Вейн ждал, что сейчас страх сцены охватит его душу и тело, парализуя как быстродействующий яд. Но на удивление он чувствовал себя совершенно спокойным, будто жестокий дух Ричарда вселился в него. Он увидел, что Фелисия удивленно смотрит на него, ожидая неизбежного момента, когда он полностью забудет текст и не будет ничего чувствовать, кроме отчаяния. Он заметил ее недоверчивый взгляд, когда погасил свою последнюю перед выходом на сцену сигарету – этот жест обычно напоминал ему приговоренного к смерти человека, идущего на расстрел, но в этот вечер в нем не было ничего драматичного – и Вейн сразу встал, лишь только в коридоре раздался крик: «Приготовились! Начинаем!»

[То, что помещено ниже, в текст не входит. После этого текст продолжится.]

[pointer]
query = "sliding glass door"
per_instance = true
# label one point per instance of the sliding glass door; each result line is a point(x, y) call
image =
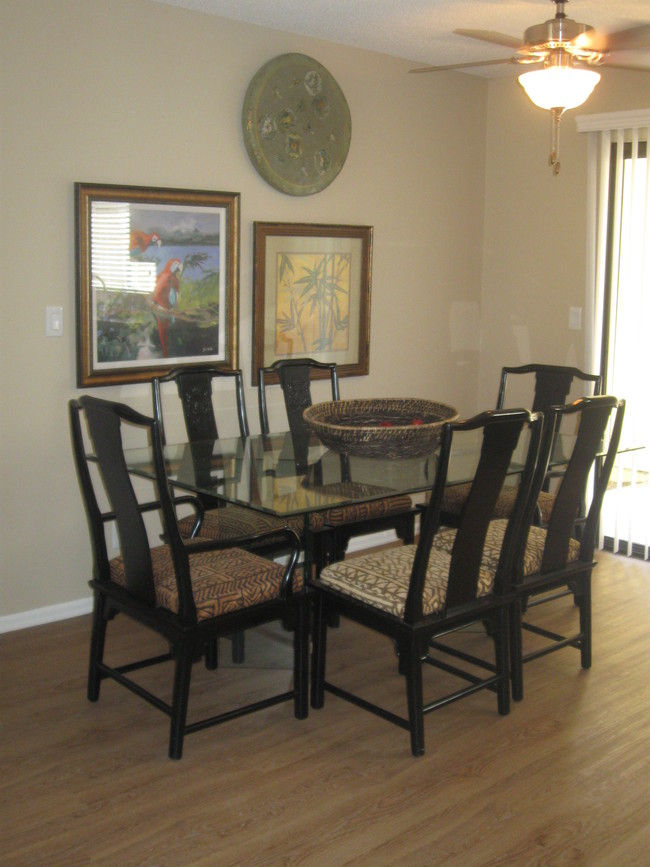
point(625, 350)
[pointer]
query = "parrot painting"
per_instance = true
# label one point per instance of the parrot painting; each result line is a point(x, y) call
point(139, 241)
point(166, 295)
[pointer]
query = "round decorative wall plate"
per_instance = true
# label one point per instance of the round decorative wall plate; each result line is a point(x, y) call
point(296, 124)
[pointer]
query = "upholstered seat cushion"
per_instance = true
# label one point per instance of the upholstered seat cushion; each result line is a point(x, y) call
point(444, 541)
point(222, 581)
point(353, 513)
point(236, 522)
point(382, 579)
point(455, 496)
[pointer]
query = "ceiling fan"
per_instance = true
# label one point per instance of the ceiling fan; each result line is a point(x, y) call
point(567, 51)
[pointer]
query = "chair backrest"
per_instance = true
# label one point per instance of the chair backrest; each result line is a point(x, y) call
point(552, 384)
point(104, 420)
point(593, 416)
point(501, 435)
point(295, 376)
point(194, 385)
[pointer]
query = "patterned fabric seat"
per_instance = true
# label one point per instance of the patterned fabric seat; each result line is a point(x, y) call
point(358, 512)
point(191, 592)
point(444, 541)
point(234, 522)
point(417, 594)
point(382, 579)
point(222, 581)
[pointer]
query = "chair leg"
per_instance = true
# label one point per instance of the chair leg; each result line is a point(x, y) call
point(301, 659)
point(212, 654)
point(97, 642)
point(237, 646)
point(584, 601)
point(319, 650)
point(501, 661)
point(413, 672)
point(182, 674)
point(405, 529)
point(516, 652)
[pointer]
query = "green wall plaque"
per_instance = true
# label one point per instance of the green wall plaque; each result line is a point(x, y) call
point(296, 124)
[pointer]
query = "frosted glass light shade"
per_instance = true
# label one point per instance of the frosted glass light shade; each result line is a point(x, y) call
point(559, 86)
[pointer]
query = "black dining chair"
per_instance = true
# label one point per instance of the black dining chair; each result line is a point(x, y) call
point(537, 386)
point(190, 592)
point(329, 531)
point(551, 562)
point(416, 592)
point(220, 521)
point(194, 387)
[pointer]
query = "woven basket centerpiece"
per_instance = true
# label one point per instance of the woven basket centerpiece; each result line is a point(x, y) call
point(400, 427)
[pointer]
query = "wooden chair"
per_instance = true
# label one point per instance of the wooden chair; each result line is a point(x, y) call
point(546, 385)
point(190, 592)
point(328, 532)
point(554, 562)
point(220, 521)
point(414, 593)
point(550, 561)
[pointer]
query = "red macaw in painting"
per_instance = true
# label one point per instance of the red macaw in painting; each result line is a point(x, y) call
point(165, 295)
point(139, 241)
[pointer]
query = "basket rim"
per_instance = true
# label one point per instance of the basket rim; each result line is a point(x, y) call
point(310, 414)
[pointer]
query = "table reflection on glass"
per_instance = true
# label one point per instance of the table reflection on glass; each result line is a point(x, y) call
point(283, 475)
point(286, 475)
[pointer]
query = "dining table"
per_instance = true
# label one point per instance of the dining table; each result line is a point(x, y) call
point(284, 475)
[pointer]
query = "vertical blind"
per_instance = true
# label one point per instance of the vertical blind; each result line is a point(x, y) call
point(618, 309)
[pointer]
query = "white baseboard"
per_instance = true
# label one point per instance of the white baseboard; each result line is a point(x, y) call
point(38, 616)
point(65, 610)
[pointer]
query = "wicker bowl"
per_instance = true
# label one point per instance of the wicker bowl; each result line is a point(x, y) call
point(380, 427)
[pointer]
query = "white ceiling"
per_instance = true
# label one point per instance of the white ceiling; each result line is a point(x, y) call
point(422, 30)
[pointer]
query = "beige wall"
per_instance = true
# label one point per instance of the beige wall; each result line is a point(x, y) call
point(534, 261)
point(133, 92)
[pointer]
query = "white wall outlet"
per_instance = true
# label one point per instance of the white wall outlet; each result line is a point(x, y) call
point(54, 321)
point(575, 318)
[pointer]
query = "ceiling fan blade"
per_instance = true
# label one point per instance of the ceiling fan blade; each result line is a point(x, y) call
point(462, 65)
point(623, 40)
point(491, 36)
point(608, 65)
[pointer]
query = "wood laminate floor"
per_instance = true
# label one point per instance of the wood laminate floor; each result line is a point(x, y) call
point(564, 779)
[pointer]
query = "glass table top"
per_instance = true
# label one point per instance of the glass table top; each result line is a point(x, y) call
point(284, 475)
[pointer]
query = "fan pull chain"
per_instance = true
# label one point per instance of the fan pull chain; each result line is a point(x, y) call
point(554, 158)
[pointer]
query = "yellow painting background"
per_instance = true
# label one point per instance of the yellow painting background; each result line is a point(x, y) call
point(313, 303)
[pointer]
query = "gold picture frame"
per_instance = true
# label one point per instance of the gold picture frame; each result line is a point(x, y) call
point(157, 281)
point(311, 289)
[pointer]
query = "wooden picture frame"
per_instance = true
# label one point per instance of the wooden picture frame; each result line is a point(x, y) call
point(311, 291)
point(157, 281)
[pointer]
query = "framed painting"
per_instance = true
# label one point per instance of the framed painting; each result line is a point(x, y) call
point(157, 281)
point(312, 295)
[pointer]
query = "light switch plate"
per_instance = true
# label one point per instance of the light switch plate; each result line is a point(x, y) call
point(54, 321)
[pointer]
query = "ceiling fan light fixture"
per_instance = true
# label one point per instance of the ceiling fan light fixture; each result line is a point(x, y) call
point(559, 86)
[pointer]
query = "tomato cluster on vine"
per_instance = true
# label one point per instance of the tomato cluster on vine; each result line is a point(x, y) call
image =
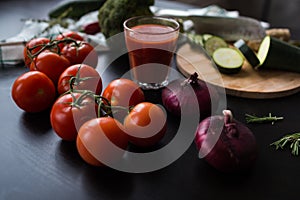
point(63, 79)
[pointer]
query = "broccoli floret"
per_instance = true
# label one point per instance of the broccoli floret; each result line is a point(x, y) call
point(113, 13)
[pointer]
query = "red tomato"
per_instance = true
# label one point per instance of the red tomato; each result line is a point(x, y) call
point(66, 35)
point(84, 78)
point(32, 47)
point(123, 92)
point(69, 112)
point(146, 124)
point(33, 91)
point(92, 141)
point(51, 64)
point(80, 52)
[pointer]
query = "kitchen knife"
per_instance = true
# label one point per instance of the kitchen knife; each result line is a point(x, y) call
point(231, 28)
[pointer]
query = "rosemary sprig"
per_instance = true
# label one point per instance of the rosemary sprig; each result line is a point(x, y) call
point(264, 119)
point(292, 139)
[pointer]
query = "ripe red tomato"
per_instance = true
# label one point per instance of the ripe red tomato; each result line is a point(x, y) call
point(32, 47)
point(146, 124)
point(33, 91)
point(84, 77)
point(123, 92)
point(69, 112)
point(80, 52)
point(92, 141)
point(68, 34)
point(51, 64)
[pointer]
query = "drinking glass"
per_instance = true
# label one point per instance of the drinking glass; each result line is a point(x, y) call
point(151, 42)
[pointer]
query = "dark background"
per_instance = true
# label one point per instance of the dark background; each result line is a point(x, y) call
point(36, 164)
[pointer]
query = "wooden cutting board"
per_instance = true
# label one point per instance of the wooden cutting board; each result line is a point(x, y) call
point(248, 83)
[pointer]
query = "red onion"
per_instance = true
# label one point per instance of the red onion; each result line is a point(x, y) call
point(226, 144)
point(182, 96)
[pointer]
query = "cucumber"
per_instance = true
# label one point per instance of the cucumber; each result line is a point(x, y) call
point(228, 60)
point(274, 53)
point(213, 43)
point(247, 52)
point(206, 36)
point(75, 9)
point(195, 38)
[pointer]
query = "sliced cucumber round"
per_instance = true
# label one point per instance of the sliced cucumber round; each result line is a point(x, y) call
point(213, 43)
point(277, 54)
point(247, 53)
point(228, 60)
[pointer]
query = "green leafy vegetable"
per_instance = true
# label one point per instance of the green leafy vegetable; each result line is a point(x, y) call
point(113, 13)
point(293, 140)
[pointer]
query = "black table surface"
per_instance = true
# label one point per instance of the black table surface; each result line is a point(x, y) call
point(37, 164)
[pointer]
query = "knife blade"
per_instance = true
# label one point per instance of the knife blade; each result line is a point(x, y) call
point(231, 28)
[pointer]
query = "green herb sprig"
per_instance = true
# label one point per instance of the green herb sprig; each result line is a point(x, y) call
point(263, 119)
point(293, 140)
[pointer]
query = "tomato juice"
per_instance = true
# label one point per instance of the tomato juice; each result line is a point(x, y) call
point(151, 48)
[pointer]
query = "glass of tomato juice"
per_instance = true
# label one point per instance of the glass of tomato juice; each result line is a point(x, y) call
point(151, 43)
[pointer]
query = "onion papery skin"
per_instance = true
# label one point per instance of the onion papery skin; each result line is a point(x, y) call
point(234, 151)
point(181, 97)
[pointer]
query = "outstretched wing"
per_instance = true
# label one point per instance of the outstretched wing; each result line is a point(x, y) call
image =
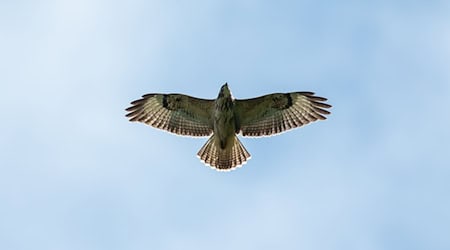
point(275, 113)
point(176, 113)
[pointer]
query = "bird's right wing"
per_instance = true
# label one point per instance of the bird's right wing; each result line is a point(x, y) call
point(176, 113)
point(272, 114)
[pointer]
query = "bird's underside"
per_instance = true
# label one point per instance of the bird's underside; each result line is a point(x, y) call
point(223, 118)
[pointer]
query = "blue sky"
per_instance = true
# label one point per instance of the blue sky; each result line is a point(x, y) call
point(75, 174)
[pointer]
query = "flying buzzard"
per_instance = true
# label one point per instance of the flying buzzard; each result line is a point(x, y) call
point(225, 117)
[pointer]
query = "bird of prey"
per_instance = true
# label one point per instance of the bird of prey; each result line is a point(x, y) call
point(225, 117)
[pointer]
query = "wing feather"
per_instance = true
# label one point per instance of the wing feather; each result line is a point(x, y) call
point(275, 113)
point(176, 113)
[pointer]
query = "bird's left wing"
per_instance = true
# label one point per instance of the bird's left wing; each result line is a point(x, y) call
point(176, 113)
point(272, 114)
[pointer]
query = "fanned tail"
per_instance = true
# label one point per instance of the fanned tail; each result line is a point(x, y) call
point(227, 159)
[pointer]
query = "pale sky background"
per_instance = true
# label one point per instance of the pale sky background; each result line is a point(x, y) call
point(75, 174)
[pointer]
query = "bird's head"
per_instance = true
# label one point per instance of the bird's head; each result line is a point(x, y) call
point(225, 91)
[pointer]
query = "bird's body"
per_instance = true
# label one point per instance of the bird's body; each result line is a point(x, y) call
point(225, 117)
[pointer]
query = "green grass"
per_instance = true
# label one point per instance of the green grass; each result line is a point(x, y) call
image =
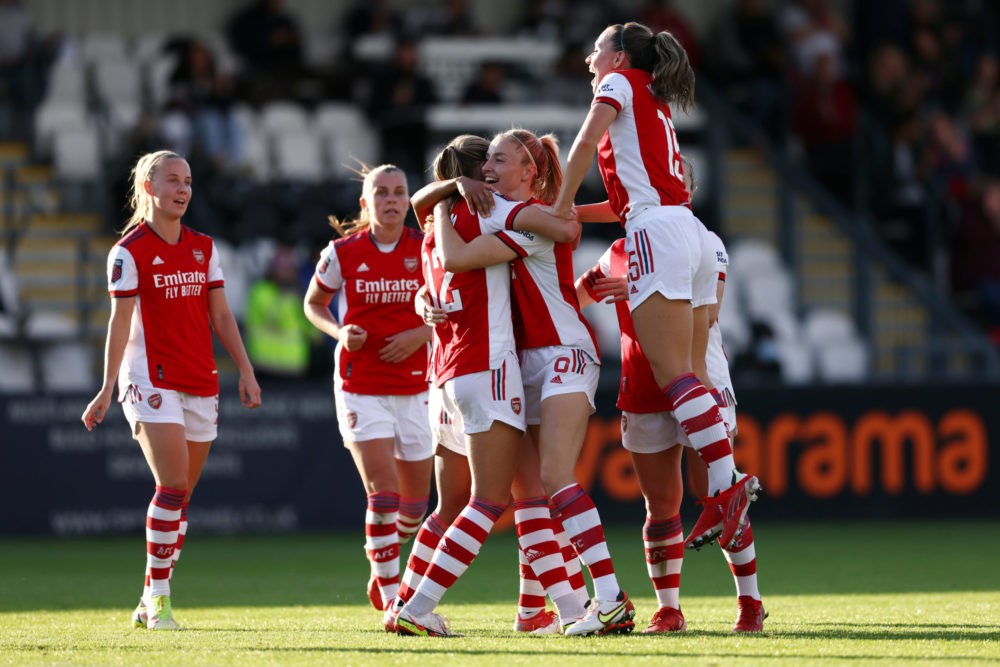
point(838, 593)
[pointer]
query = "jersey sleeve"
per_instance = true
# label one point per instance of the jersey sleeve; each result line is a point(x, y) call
point(328, 275)
point(615, 90)
point(721, 256)
point(123, 276)
point(215, 278)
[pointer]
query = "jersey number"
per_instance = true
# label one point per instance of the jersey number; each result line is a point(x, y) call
point(673, 147)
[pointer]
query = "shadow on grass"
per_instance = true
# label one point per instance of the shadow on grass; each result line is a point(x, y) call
point(330, 569)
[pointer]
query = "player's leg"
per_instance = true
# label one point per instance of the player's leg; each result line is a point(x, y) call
point(376, 463)
point(659, 476)
point(539, 549)
point(166, 451)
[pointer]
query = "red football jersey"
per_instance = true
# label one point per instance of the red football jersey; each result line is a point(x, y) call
point(170, 341)
point(639, 156)
point(375, 291)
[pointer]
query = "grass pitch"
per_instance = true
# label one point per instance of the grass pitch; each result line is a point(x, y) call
point(838, 593)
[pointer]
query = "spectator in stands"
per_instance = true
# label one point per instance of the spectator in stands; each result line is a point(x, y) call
point(202, 97)
point(487, 87)
point(813, 29)
point(279, 337)
point(568, 81)
point(975, 254)
point(268, 40)
point(662, 15)
point(981, 112)
point(751, 63)
point(825, 118)
point(398, 102)
point(759, 362)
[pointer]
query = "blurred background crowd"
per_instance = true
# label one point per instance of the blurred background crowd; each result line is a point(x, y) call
point(848, 153)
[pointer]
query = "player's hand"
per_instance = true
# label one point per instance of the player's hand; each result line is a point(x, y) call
point(96, 409)
point(477, 194)
point(611, 289)
point(249, 390)
point(400, 346)
point(353, 337)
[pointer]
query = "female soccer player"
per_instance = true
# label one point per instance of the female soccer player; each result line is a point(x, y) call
point(559, 359)
point(380, 385)
point(636, 74)
point(167, 298)
point(653, 437)
point(476, 367)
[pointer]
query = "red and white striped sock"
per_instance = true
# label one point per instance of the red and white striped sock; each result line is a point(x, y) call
point(742, 560)
point(582, 523)
point(428, 537)
point(571, 560)
point(698, 414)
point(163, 517)
point(382, 542)
point(411, 513)
point(181, 534)
point(663, 540)
point(530, 592)
point(458, 548)
point(537, 541)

Он не заметил, как ушла Фелисия, не обратил внимание на присутствие Пентекоста, который не решался нарушить молчание, видя сосредоточенное выражение на лице Вейна, а может быть, подсознательно ощущая его превращение в Ричарда. На лице Вейна уже появилась отвратительная усмешка, тонкие бледные губы скривились, резко выделяясь на фоне его смуглой кожи, глаза – благодаря игре света или искусству перевоплощения – становились то равнодушными и мертвыми, то внезапно вспыхивали зловещим огнем. Он был одновременно пугающе живым и совершенно безжизненным.